Physiological Characterization of Coronary Endotypes: Potential Links with Myocardial Ischemia

Scritto il 04/02/2026
da Lucía Matute-Blanco

Arq Bras Cardiol. 2025 Dec;122(12):e20250340. doi: 10.36660/abc.20250340.

ABSTRACT

BACKGROUND: Comprehensive physiological characterization of coronary endotypes remains limited, especially in epicardial dysfunction.

OBJECTIVES: To describe hemodynamic profiles across the full spectrum of coronary endotypes and explore potential links with ischemia.

METHODS: Patients with suspected chronic coronary syndromes who underwent invasive physiological assessment in the ANFIBIO Project (NCT05374694) were classified according to fractional flow reserve [(FFR)≤0.80] and index of microcirculatory resistance [(IMR)≥25] in the left anterior descending artery into four groups: normal indices, isolated epicardial, isolated microvascular, and combined dysfunction. Coronary pressure, flow, and resistance indices were compared between groups.

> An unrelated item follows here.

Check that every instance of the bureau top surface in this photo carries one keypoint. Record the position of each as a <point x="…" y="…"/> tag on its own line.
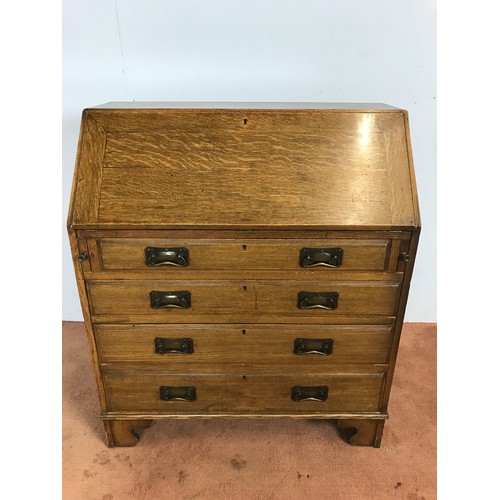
<point x="244" y="165"/>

RESULTS: A total of 130 patients were finally included. A gradual decrease in hyperemic coronary flow [(Qcor) in mL/min; normal indices: 387±192, isolated epicardial: 278±153, isolated microvascular: 130±41, combined: 96±33; p<0.001] and a progressive increase in total coronary resistance [(RTotal) in Wood units (WU); normal indices: 238±139, isolated epicardial: 373±167, isolated microvascular: 694±210, combined: 999±342; p<0.001] were observed as more compartments were involved. Also, epicardial dysfunction was primarily associated with reduced distal coronary pressure (Pd) and elevated epicardial resistance [(REpi) in WU; normal indices: 25±18, isolated epicardial: 145±113, isolated microvascular: 66±34, combined: 389±282; p<0.001], whereas microvascular dysfunction was characterized by preserved Pd but markedly decreased Qcor and increased microvascular resistance [(RMicro) in WU; normal indices: 213±124, isolated epicardial: 228±73, isolated microvascular: 628±195, combined: 610±137; p<0.001]. Combined dysfunction shares mechanisms of both epicardial and microvascular dysfunction.

CONCLUSIONS: Coronary endotypes exhibit distinct hemodynamic patterns with specific pressure- and flow-related ischemic mechanisms. Integrated physiological assessment is essential for accurate endotype characterization and personalized therapeutic strategies.